Attualità, Home, PROCESSO "LA SVOLTA" — 19 marzo 2014 alle 18:15

PROCESSO “LA SVOLTA” – ARMI E DROGA NEI CONTROLLI TRANSFRONTALIERI:”DAMMENE UNA NON SI SA MAI. IL COLPO IN CANNA CE L’HA?”

Imperia – “Silenzio!” E’ costretto ad urlare il Presidente Luppi per farsi sentire e rispettare dall’imputato Giuseppe Gallotta durante il processo “La Svolta” ripreso, dopo la pausa pranzo, nel pomeriggio di oggi, 19 marzo: “Stavo dicendo solo una parola” cerca di giustificarsi Gallotta , ma il Presidente intravede dietro a questo rumoroso chiacchiericcio un tentativo di disturbo.
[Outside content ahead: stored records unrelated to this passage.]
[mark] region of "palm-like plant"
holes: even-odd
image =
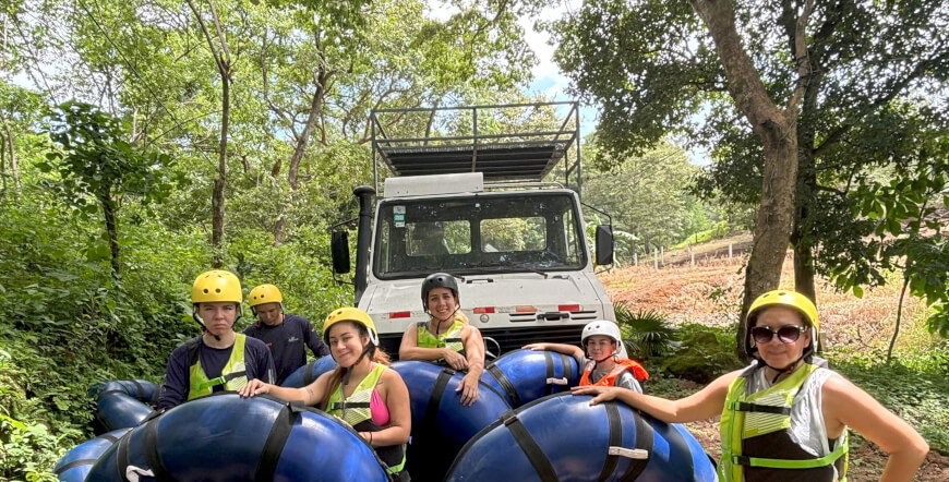
[[[680,345],[678,330],[664,314],[654,310],[634,313],[623,303],[616,303],[614,310],[616,323],[625,337],[623,341],[634,358],[662,357]]]

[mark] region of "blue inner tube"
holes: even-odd
[[[144,379],[113,379],[93,385],[89,395],[96,397],[96,420],[112,431],[142,423],[158,401],[158,387]]]
[[[515,350],[484,369],[481,381],[501,391],[512,408],[538,398],[569,391],[580,379],[581,366],[555,351]]]
[[[336,366],[336,360],[333,360],[333,357],[321,357],[293,371],[293,373],[291,373],[290,376],[287,376],[287,379],[285,379],[280,386],[288,388],[303,388],[313,383],[313,381],[319,378],[320,375],[331,370],[335,370]]]
[[[712,461],[682,425],[622,402],[590,407],[591,399],[552,395],[503,414],[465,445],[445,480],[717,480]]]
[[[64,482],[83,482],[96,460],[128,431],[129,429],[113,430],[76,445],[59,459],[52,472]]]
[[[455,389],[464,373],[421,361],[396,362],[393,369],[409,389],[412,438],[406,457],[412,479],[442,480],[458,450],[510,410],[504,396],[484,383],[478,387],[478,400],[463,406]]]
[[[159,481],[387,479],[375,451],[341,420],[233,393],[196,398],[130,431],[99,457],[88,480],[123,481],[135,468]]]

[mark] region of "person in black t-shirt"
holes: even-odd
[[[221,390],[237,390],[248,381],[274,379],[274,361],[260,340],[235,333],[243,292],[233,273],[202,273],[191,288],[194,321],[204,328],[168,358],[157,409]]]
[[[329,354],[329,348],[309,320],[284,312],[284,296],[276,286],[261,285],[252,289],[248,298],[257,321],[243,333],[260,339],[271,349],[277,369],[277,385],[307,364],[305,347],[310,347],[316,358]]]

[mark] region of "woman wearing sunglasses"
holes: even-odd
[[[814,363],[817,309],[794,291],[758,297],[746,317],[750,366],[678,400],[616,387],[574,387],[590,405],[618,399],[666,423],[721,415],[725,481],[843,481],[848,427],[890,457],[880,480],[909,481],[928,445],[902,419],[840,374]]]

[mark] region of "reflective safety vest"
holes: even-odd
[[[333,391],[333,395],[329,396],[329,402],[326,403],[326,411],[329,414],[339,417],[346,421],[346,423],[352,425],[352,429],[357,432],[379,432],[383,430],[382,426],[372,421],[371,401],[372,393],[375,390],[375,386],[379,384],[379,378],[385,370],[385,365],[376,363],[375,366],[370,370],[369,374],[362,378],[362,382],[359,382],[359,385],[356,386],[356,389],[352,390],[352,395],[350,395],[349,398],[343,396],[343,385],[340,384],[339,387]],[[375,453],[379,454],[379,458],[388,466],[388,469],[386,469],[388,473],[398,473],[405,469],[405,445],[391,445],[373,448],[375,449]]]
[[[455,316],[455,323],[452,323],[452,326],[445,333],[439,334],[437,337],[429,332],[428,322],[419,322],[418,327],[419,348],[447,348],[464,353],[465,344],[461,340],[461,328],[465,327],[465,322],[460,317]]]
[[[224,385],[226,390],[239,390],[248,384],[248,371],[244,364],[244,345],[247,336],[238,333],[231,346],[230,358],[227,364],[220,371],[220,376],[208,379],[204,370],[201,367],[201,358],[199,351],[201,348],[201,337],[195,337],[188,340],[188,352],[191,357],[191,369],[189,370],[190,387],[188,389],[188,399],[194,399],[205,395],[211,395],[214,387]]]
[[[629,371],[633,373],[633,376],[636,377],[639,382],[649,378],[649,373],[646,372],[646,369],[642,367],[638,362],[627,359],[620,359],[615,361],[615,365],[610,373],[603,375],[602,378],[598,379],[597,383],[590,383],[590,375],[593,373],[593,369],[597,367],[597,362],[590,360],[587,362],[587,366],[584,367],[584,374],[580,376],[580,386],[593,385],[593,386],[603,386],[603,387],[612,387],[616,385],[616,378],[623,374],[625,371]]]
[[[791,438],[791,407],[817,365],[806,363],[777,385],[747,395],[745,384],[757,366],[742,373],[725,397],[719,425],[722,441],[722,480],[846,481],[846,430],[831,453],[816,457]],[[822,417],[816,414],[815,417]],[[836,470],[834,470],[836,469]]]

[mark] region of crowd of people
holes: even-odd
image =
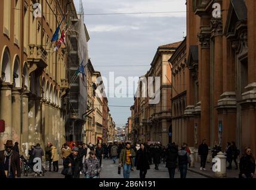
[[[222,148],[217,142],[211,148],[211,156],[214,158],[222,151]],[[232,169],[232,162],[239,169],[239,177],[252,178],[255,171],[255,160],[251,148],[246,147],[240,154],[235,142],[228,142],[224,151],[227,157],[227,168]],[[124,178],[129,178],[131,171],[139,170],[140,178],[146,178],[150,166],[155,170],[159,170],[162,163],[167,167],[170,178],[174,178],[176,170],[178,171],[181,178],[186,178],[187,171],[190,167],[190,150],[186,143],[179,147],[177,143],[169,144],[165,147],[160,142],[148,144],[131,144],[129,142],[113,143],[98,143],[94,145],[73,143],[69,145],[64,144],[60,150],[57,150],[53,143],[48,142],[44,148],[39,143],[32,146],[29,151],[28,164],[31,168],[35,164],[34,159],[42,161],[45,158],[45,168],[42,171],[35,172],[35,175],[41,175],[45,172],[58,172],[59,161],[62,160],[63,168],[61,174],[65,178],[100,178],[103,159],[112,159],[116,164],[118,159],[119,168],[123,168]],[[209,147],[206,140],[202,141],[198,147],[198,155],[201,159],[201,170],[205,170],[205,165],[209,154]],[[0,178],[20,178],[21,170],[18,143],[14,145],[11,140],[5,144],[5,150],[0,151]],[[214,163],[212,163],[214,164]]]

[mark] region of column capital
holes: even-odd
[[[22,88],[13,88],[11,93],[13,94],[21,94]]]
[[[1,85],[1,90],[11,90],[13,84],[9,83],[2,83]]]
[[[212,18],[211,19],[211,28],[214,36],[222,36],[223,34],[222,19]]]
[[[202,49],[210,48],[211,33],[209,32],[201,31],[198,34],[198,39]]]

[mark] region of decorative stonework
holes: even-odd
[[[214,36],[222,36],[223,35],[223,23],[221,18],[211,19],[211,28]]]
[[[210,48],[210,33],[201,32],[198,33],[198,39],[201,48]]]

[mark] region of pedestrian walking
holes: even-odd
[[[140,170],[140,178],[146,178],[147,170],[150,169],[150,155],[143,144],[140,144],[140,148],[136,153],[135,166]]]
[[[115,142],[114,145],[111,147],[110,154],[113,158],[113,163],[114,164],[116,162],[116,159],[118,158],[118,147],[116,145],[116,143]]]
[[[166,152],[166,164],[170,178],[174,178],[175,170],[177,167],[178,148],[175,143],[172,142],[169,145]]]
[[[89,158],[83,164],[83,172],[85,178],[99,178],[100,164],[94,151],[89,153]]]
[[[101,166],[102,156],[104,154],[104,148],[101,147],[101,144],[98,143],[97,147],[95,148],[96,157],[100,162],[100,165]]]
[[[47,143],[47,145],[45,148],[45,169],[49,170],[49,172],[51,172],[51,144],[50,142]]]
[[[227,142],[227,147],[225,149],[225,156],[227,157],[227,163],[229,163],[229,166],[227,167],[227,169],[230,169],[230,162],[232,160],[232,150],[231,149],[231,143]]]
[[[246,147],[239,162],[239,178],[253,178],[255,172],[255,160],[250,147]]]
[[[14,146],[13,147],[13,151],[17,153],[20,155],[20,150],[18,149],[18,142],[16,142],[14,143]]]
[[[209,153],[209,148],[206,144],[206,140],[203,140],[202,144],[198,147],[198,155],[201,159],[201,167],[200,169],[206,170],[205,164],[206,163],[207,156]]]
[[[43,156],[44,156],[44,153],[43,149],[40,147],[40,144],[36,144],[36,145],[35,147],[35,148],[33,149],[32,154],[33,159],[40,159],[42,163],[42,157]],[[33,161],[33,163],[34,164]],[[35,176],[37,176],[38,175],[40,174],[42,174],[42,171],[41,171],[39,173],[38,173],[38,172],[35,172]]]
[[[58,172],[58,154],[57,151],[57,148],[54,145],[51,146],[51,159],[53,160],[53,172]]]
[[[232,169],[232,162],[234,161],[236,165],[236,170],[238,169],[238,157],[240,154],[240,151],[238,149],[236,145],[236,142],[232,142],[230,145],[230,158],[229,162],[229,166],[227,167],[229,169]]]
[[[71,154],[71,148],[69,147],[67,143],[64,143],[63,145],[64,147],[61,148],[61,157],[63,160],[63,163],[65,159]]]
[[[131,167],[134,165],[133,157],[136,154],[131,148],[131,143],[127,142],[125,147],[121,150],[119,157],[119,166],[124,169],[124,178],[129,178]]]
[[[186,150],[186,145],[183,145],[181,150],[178,152],[178,164],[180,172],[180,178],[186,178],[187,176],[187,165],[190,167],[191,159],[189,153]]]
[[[0,151],[0,163],[1,163],[1,176],[3,178],[20,178],[20,156],[13,151],[12,140],[7,140],[4,144],[5,150]]]
[[[82,157],[78,156],[78,147],[75,147],[72,151],[72,153],[64,161],[64,168],[61,173],[65,175],[65,178],[80,178]],[[69,170],[71,170],[70,172]]]
[[[153,160],[155,164],[155,169],[158,170],[159,164],[161,163],[161,152],[162,148],[160,146],[160,142],[155,144],[153,151]]]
La deposizione, con […]

di Selena Marvaldi

svolta

Imperia – “Silenzio!” E’ costretto ad urlare il Presidente Luppi per farsi sentire e rispettare dall’imputato Giuseppe Gallotta durante il processo “La Svolta” ripreso, dopo la pausa pranzo, nel pomeriggio di oggi, 19 marzo: “Stavo dicendo solo una parola” cerca di giustificarsi Gallotta , ma il Presidente intravede dietro a questo rumoroso chiacchiericcio un tentativo di disturbo.
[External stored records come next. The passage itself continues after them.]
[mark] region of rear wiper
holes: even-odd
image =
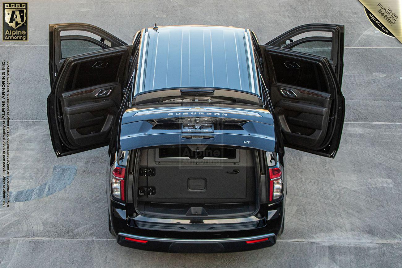
[[[182,95],[194,95],[196,93],[200,95],[213,95],[215,92],[215,89],[209,89],[203,88],[185,88],[180,89],[180,93]]]
[[[176,98],[175,99],[170,99],[163,101],[163,102],[192,102],[192,99],[185,99],[184,98]]]

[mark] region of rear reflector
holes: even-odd
[[[146,240],[139,240],[139,239],[134,239],[134,238],[130,238],[126,237],[124,238],[126,240],[128,240],[129,241],[133,241],[133,242],[137,242],[138,243],[142,243],[145,244],[146,243],[148,242]],[[268,239],[268,238],[267,238]]]
[[[282,171],[279,168],[273,168],[269,169],[269,179],[279,178],[282,175]]]
[[[124,175],[125,173],[125,168],[121,166],[116,166],[113,170],[113,176],[117,178],[124,179]]]
[[[126,238],[127,239],[127,238]],[[268,240],[268,238],[262,238],[261,239],[257,239],[257,240],[250,240],[249,241],[246,241],[246,243],[248,244],[253,244],[254,243],[258,243],[258,242],[263,242],[264,241],[266,241]]]

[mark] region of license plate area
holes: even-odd
[[[184,132],[212,132],[213,124],[208,123],[183,123],[181,125],[181,131]]]

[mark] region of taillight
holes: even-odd
[[[269,169],[269,201],[282,196],[282,171],[279,168]]]
[[[148,240],[140,240],[139,239],[135,239],[134,238],[130,238],[129,237],[126,237],[124,238],[125,240],[128,240],[129,241],[133,241],[133,242],[137,242],[137,243],[142,243],[143,244],[148,242]]]
[[[116,166],[112,172],[113,178],[111,183],[112,195],[124,201],[124,175],[125,168]]]
[[[124,174],[125,173],[125,168],[121,166],[116,166],[113,170],[113,176],[117,178],[124,179]]]

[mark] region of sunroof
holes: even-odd
[[[149,30],[143,90],[199,86],[251,91],[244,33],[202,26]]]

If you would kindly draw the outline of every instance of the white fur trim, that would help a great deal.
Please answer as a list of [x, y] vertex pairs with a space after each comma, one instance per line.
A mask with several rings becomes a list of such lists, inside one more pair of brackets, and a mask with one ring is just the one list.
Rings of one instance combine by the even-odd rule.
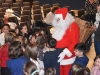
[[69, 64], [73, 64], [74, 61], [76, 59], [76, 56], [75, 57], [72, 57], [70, 59], [63, 59], [61, 62], [60, 62], [60, 65], [69, 65]]
[[[59, 19], [59, 21], [57, 21]], [[55, 14], [52, 25], [54, 26], [54, 33], [52, 35], [57, 41], [61, 40], [66, 33], [66, 30], [69, 28], [69, 25], [74, 22], [74, 17], [67, 13], [65, 20], [63, 20], [62, 14]]]
[[67, 48], [65, 48], [63, 51], [64, 51], [65, 55], [67, 55], [68, 57], [72, 56], [72, 53]]

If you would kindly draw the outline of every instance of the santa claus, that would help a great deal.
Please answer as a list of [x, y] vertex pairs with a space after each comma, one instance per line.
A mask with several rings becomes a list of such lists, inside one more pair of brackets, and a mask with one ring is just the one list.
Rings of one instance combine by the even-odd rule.
[[56, 48], [65, 48], [59, 55], [60, 75], [68, 75], [75, 60], [74, 46], [79, 42], [79, 27], [67, 8], [59, 8], [52, 22], [52, 37], [57, 40]]

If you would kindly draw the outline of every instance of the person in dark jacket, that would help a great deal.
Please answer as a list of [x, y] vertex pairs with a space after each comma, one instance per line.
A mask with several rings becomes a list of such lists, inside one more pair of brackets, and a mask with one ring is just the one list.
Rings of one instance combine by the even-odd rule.
[[97, 5], [97, 13], [96, 13], [96, 21], [95, 21], [95, 36], [94, 36], [94, 47], [96, 56], [100, 55], [100, 4]]
[[[75, 59], [73, 65], [78, 64], [78, 65], [81, 65], [84, 68], [87, 66], [89, 59], [85, 55], [85, 52], [86, 52], [86, 46], [85, 46], [84, 43], [78, 43], [78, 44], [75, 45], [76, 59]], [[69, 75], [72, 75], [72, 68], [69, 72]]]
La deposizione, con un riassunto da parte del teste il Maresciallo Dal Piva, riprende, ma dopo svariati richiami, Luppi è costretto ad intervenire nuovamente con forza:Parlando ad alta voce durante lo svolgimento del processo Gallotta Giuseppe disturba impedendo una corretta deposizione del teste. Viene ammonito formalmente ad astenersi dal reiterare tale condotta“.

Il pm Arena introduce poi il discorso delle armi : “Registriamo un viaggio di Pellegrino Maurizio nella zona di Varese – inzia a spiegare il Maresciallo – il 9 ottobre del 2006 dove ha la residenza anche Oliveri Angelo. Nel pomeriggio Pellegrino Maurizio, De Marte Francesco e Oliveri Angelo si ritrovano tutti sulla stessa auto a commentare le qualità di un’arma da fuoco che hanno davanti: “Dammene una, non si sa mai, il colpo in canna ce l’ha?/ No, non lo metto mai/ C’è la sicura Maurizio, togli il caricatore che scatta da sola…/Passa passa Angelo che questo è un dolore che passa“.

Altro episodio importante avviene tra Pellegrino Maurizio e Giovinazzo Marcello, ma interviene anche Condina Rocco, il corriere. Abbiamo effettutato dei servizi in transfrontaliera in cui documentavamo gli incontri e le trasferte – spiega poi il Maresciallo – Viene effettuato un primo incontro a Mentone, dove viene prelevato un sacchetto che consegna a Condina con, all’inerno probabilmente del denaro. Nei giorni successivi con due auto separate arrivano a Vallouris in rue Sicard vicino a un edificio “Cote Construction” dove si erano già recati nei giorni precedenti“.

In seguito ai vari movimenti particolari effettuati con due automobili per destinarne una al ruolo di staffetta e lo scambio del sacchetto avvenuto in zona appartata hanno poi portato ad effettuare un controllo nella vettura di Condina – conclude il Maresciallo – al cui interno è stata ritrovata una valigia contenente circa 57.5 kg di hashish. Si è arrivati così all’arresto di Rocco Condina  e, grazie alle conversazioni intercettate si è capito che Giovinazzo abbia risposto alle richieste di fornitura di droga di Pellegrino e Condina facendo trovare la quantità pattuita nel cantiere di Rue Sicard”.